Gli Usa, tuttora il maggiore produttore mondiale delle suddette armi sofisticate, hanno tuttavia scoperto di essere in una posizione di debolezza in quanto all’estrazione dei minerali rari. E tale debolezza riguarda proprio il confronto della difesa Usa con quella della Repubblica Popolare Cinese e della Federazione Russa, guarda caso i due principali competitors degli Stati Uniti per il predominio mondiale.
Del resto la guerra in Ucraina ha dimostrato quanto gli armamenti avanzati siano necessari. E, infatti, il blocco delle forniture Usa e la scarsa consistenza di quelle europee ha causato la crisi dell’esercito di Kiev, con il sostanziale fallimento di una controffensiva sin troppo sbandierata.
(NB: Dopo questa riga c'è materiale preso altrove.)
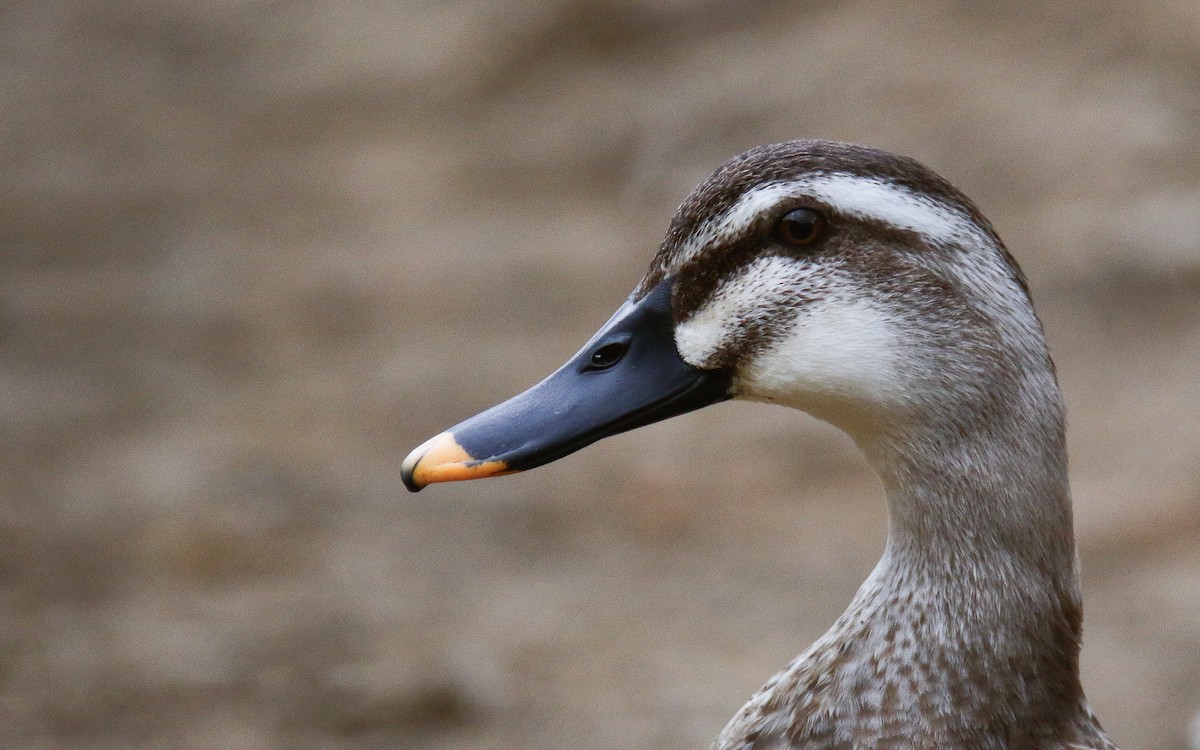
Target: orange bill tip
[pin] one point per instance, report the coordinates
(441, 459)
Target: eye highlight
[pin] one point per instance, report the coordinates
(799, 228)
(607, 355)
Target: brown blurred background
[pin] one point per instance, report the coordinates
(253, 252)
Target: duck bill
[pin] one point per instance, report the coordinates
(629, 375)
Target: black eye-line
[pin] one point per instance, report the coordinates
(607, 355)
(820, 227)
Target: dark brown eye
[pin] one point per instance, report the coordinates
(799, 228)
(609, 355)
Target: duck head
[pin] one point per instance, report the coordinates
(847, 282)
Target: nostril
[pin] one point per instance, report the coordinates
(609, 355)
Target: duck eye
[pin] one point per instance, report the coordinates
(609, 355)
(799, 228)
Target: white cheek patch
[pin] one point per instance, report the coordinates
(743, 298)
(841, 349)
(861, 197)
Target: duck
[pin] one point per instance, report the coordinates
(863, 288)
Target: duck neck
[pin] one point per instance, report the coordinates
(978, 575)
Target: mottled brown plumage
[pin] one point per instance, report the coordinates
(967, 633)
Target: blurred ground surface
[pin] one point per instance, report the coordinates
(253, 252)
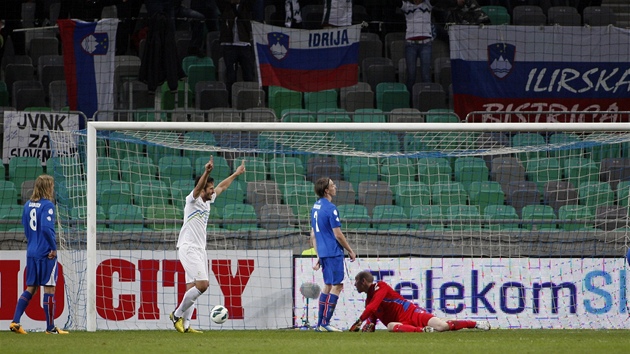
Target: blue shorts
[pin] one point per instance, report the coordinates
(332, 268)
(41, 271)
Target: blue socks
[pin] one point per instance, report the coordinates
(332, 303)
(323, 299)
(49, 309)
(25, 298)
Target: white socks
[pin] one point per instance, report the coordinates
(188, 301)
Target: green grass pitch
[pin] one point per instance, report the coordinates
(292, 341)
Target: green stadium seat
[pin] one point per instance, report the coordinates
(395, 174)
(380, 142)
(495, 213)
(434, 170)
(122, 146)
(255, 169)
(600, 152)
(239, 217)
(234, 194)
(301, 197)
(448, 194)
(134, 169)
(532, 213)
(168, 98)
(286, 170)
(8, 193)
(486, 193)
(623, 194)
(427, 218)
(369, 115)
(281, 98)
(73, 195)
(112, 193)
(314, 101)
(542, 171)
(126, 213)
(595, 194)
(579, 213)
(357, 173)
(79, 216)
(354, 216)
(563, 143)
(166, 217)
(175, 168)
(578, 170)
(470, 169)
(63, 167)
(11, 216)
(298, 115)
(463, 218)
(151, 193)
(333, 117)
(412, 194)
(525, 140)
(391, 95)
(198, 139)
(24, 169)
(385, 214)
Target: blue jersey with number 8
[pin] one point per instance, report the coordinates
(324, 218)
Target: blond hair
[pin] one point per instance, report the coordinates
(44, 188)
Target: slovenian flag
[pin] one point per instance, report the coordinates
(303, 60)
(88, 55)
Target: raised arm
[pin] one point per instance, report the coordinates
(201, 184)
(226, 182)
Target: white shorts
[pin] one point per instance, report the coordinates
(195, 263)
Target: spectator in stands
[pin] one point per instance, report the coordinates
(191, 244)
(337, 13)
(399, 314)
(329, 243)
(293, 14)
(208, 8)
(11, 14)
(419, 36)
(38, 220)
(236, 39)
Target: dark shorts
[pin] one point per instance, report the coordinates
(332, 268)
(41, 271)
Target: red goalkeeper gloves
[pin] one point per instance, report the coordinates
(356, 326)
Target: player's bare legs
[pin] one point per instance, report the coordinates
(193, 290)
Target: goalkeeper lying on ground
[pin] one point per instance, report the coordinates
(399, 314)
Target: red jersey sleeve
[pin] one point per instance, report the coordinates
(376, 294)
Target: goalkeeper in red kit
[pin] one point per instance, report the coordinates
(399, 314)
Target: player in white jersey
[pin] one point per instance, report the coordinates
(337, 13)
(191, 244)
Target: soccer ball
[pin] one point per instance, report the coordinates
(219, 314)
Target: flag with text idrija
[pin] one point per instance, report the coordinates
(307, 60)
(88, 55)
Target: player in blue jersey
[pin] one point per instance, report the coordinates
(329, 243)
(38, 220)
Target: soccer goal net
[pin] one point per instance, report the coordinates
(524, 225)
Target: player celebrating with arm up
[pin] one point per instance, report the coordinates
(399, 314)
(191, 244)
(329, 243)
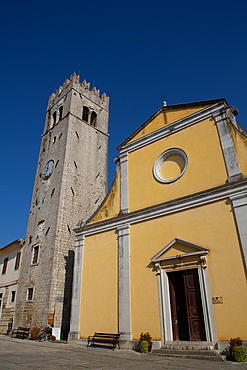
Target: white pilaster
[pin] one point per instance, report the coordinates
(227, 146)
(167, 306)
(239, 203)
(164, 302)
(76, 291)
(124, 304)
(124, 203)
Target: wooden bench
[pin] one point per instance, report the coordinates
(21, 333)
(104, 338)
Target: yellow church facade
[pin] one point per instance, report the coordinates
(166, 252)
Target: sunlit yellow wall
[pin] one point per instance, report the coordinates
(165, 118)
(211, 226)
(240, 144)
(99, 285)
(111, 207)
(206, 167)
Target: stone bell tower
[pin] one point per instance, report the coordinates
(70, 183)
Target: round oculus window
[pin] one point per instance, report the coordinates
(170, 165)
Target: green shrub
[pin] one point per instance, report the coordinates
(146, 336)
(144, 346)
(239, 354)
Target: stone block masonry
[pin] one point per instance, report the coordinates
(70, 183)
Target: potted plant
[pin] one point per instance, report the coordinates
(52, 338)
(145, 342)
(237, 350)
(34, 331)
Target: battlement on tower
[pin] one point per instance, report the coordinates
(83, 88)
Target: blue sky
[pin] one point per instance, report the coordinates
(134, 51)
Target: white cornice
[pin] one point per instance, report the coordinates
(173, 127)
(177, 205)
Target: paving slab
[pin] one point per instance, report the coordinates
(26, 354)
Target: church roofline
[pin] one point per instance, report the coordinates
(167, 108)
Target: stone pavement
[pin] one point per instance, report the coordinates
(26, 354)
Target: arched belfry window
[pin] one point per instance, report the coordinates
(93, 119)
(85, 114)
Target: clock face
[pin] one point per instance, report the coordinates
(48, 169)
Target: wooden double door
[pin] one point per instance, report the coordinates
(186, 306)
La critica scarsità delle scorte strategiche di minerali rari e le implicazioni sulla difesa Usa
Il fatto è che le scorte strategiche Usa di minerali rari si sono fortemente assottigliate negli ultimi decenni. Ammontavano a 42 miliardi di dollari nel 1952, in piena Guerra Fredda, mentre ora si parla di soli 388 milioni di dollari. Questo fatto è stato notato con allarme dalla “House Armed Services Commission” di Washington, che ha altresì sottolineato le crescenti restrizioni cinesi all’esportazione dei minerali rari.
L’allarme riguarda soprattutto l’antimonio, un metalloide indispensabile nella produzione delle batterie, nonché in quella degli apparecchi di comunicazione, delle lenti dei visori notturni e dei puntatori laser. Durante la seconda guerra mondiale gli Stati Uniti disponevano di numeroose miniere. L’ultima delle quali, nell’Idaho, è stata chiusa nel 1997. Molto scarse le alternative in Occidente.
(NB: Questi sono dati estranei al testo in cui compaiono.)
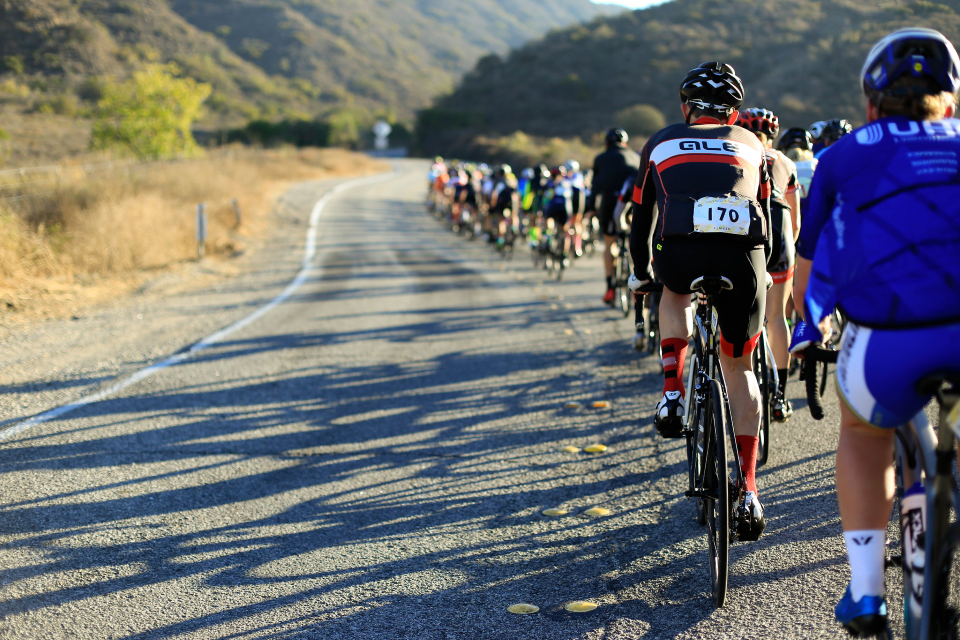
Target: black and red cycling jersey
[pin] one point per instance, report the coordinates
(683, 164)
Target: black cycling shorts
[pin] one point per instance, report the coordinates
(679, 261)
(608, 202)
(557, 211)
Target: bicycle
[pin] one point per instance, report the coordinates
(765, 369)
(622, 270)
(924, 460)
(714, 476)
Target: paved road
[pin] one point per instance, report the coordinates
(371, 459)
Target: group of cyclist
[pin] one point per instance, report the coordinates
(800, 223)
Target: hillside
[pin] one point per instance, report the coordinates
(799, 57)
(265, 58)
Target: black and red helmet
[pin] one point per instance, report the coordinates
(760, 121)
(617, 136)
(714, 86)
(795, 137)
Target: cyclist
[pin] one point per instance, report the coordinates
(785, 214)
(610, 169)
(833, 130)
(816, 130)
(559, 208)
(880, 241)
(578, 184)
(701, 163)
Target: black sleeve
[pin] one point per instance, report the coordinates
(641, 231)
(591, 204)
(763, 195)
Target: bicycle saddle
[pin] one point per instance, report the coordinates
(929, 385)
(711, 285)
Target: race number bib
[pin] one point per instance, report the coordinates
(722, 215)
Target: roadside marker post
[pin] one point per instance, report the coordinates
(201, 228)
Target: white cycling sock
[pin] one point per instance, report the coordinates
(866, 552)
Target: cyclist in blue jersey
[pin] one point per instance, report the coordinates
(881, 241)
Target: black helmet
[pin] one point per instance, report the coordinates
(835, 129)
(617, 136)
(795, 137)
(713, 86)
(759, 121)
(919, 52)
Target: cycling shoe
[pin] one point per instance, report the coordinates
(867, 617)
(669, 416)
(752, 522)
(782, 410)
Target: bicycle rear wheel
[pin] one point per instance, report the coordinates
(623, 276)
(717, 506)
(761, 369)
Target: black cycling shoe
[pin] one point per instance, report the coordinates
(669, 416)
(750, 521)
(782, 410)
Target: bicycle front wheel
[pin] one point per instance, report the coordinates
(764, 378)
(717, 506)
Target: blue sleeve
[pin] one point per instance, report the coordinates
(819, 207)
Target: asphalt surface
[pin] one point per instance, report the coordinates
(370, 459)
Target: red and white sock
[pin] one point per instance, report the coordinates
(747, 447)
(673, 353)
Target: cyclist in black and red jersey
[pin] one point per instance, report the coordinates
(686, 170)
(785, 215)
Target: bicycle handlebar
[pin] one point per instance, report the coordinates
(813, 355)
(651, 287)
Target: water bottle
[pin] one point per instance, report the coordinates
(913, 521)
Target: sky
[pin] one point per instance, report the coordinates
(633, 4)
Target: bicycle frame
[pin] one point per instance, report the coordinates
(709, 368)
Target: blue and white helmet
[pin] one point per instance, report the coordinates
(917, 51)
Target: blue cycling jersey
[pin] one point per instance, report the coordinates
(883, 225)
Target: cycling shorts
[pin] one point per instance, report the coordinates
(608, 202)
(783, 257)
(679, 261)
(557, 211)
(878, 369)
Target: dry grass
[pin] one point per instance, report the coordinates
(96, 237)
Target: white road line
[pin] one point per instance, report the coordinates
(306, 267)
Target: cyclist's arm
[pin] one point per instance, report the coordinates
(642, 229)
(819, 206)
(591, 203)
(763, 196)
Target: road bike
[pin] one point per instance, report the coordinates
(622, 270)
(926, 493)
(765, 369)
(715, 477)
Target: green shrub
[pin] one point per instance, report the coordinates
(150, 114)
(640, 120)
Per capirci, i dati indicano che la Cina produce 89000 tonnellate di antimonio, e la Russia 30000 tonnellate. Terzo produttore è il Tagikistan con 28000 tonnellate. Ma, in quanto Repubblica ex sovietica e confinante con la Cina, in questo Paese è ovviamente forte tanto l’influenza di Putin quanto quella di Xi Jinping, che possono esercitare pressioni per impedire l’esportazione del minerale in Occidente.
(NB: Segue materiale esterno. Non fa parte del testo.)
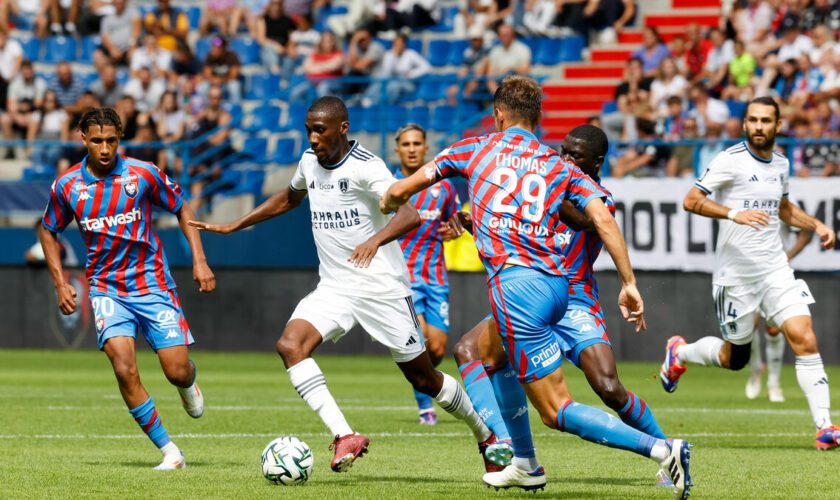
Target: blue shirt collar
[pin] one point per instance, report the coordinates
(89, 178)
(521, 131)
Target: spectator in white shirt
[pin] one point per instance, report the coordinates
(152, 57)
(145, 90)
(403, 66)
(510, 57)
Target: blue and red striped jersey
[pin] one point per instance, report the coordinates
(125, 256)
(516, 187)
(423, 246)
(581, 252)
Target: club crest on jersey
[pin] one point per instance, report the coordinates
(130, 189)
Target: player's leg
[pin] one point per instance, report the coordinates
(774, 350)
(753, 388)
(116, 327)
(735, 307)
(320, 316)
(162, 322)
(141, 406)
(391, 322)
(527, 305)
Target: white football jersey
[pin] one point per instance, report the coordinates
(344, 203)
(744, 181)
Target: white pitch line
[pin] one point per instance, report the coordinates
(426, 435)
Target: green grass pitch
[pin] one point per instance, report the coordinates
(64, 432)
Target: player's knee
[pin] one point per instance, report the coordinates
(611, 392)
(739, 356)
(465, 351)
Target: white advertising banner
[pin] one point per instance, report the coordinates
(661, 235)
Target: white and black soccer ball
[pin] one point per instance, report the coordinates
(287, 460)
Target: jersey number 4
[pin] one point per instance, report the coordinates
(532, 189)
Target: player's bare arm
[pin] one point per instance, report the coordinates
(629, 299)
(202, 274)
(401, 191)
(52, 253)
(791, 214)
(278, 204)
(698, 202)
(404, 221)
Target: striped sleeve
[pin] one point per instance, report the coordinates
(455, 159)
(165, 192)
(58, 213)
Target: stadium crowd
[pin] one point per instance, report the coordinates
(164, 77)
(695, 86)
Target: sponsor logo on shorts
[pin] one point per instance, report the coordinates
(547, 356)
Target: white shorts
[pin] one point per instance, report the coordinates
(778, 297)
(389, 321)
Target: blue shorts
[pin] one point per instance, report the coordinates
(432, 302)
(158, 315)
(527, 304)
(579, 329)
Il problema per la difesa Usa è che l’estrazione dei minerali rari è altamente inquinante, e la diffusione della coscienza ecologica nei Paesi occidentali blocca i governanti. Cosa che invece non accade in Russia e in Cina, dove il parere dell’opinione pubblica conta assai meno. Secondo fonti dell’esercito Usa, questa situazione pone l’America in una situazione di debolezza. Soprattutto se russi e cinesi adottassero una strategia comune e coordinata per frenare – o addirittura impedire – l’esportazione dell’antimonio e di altri minerali rari.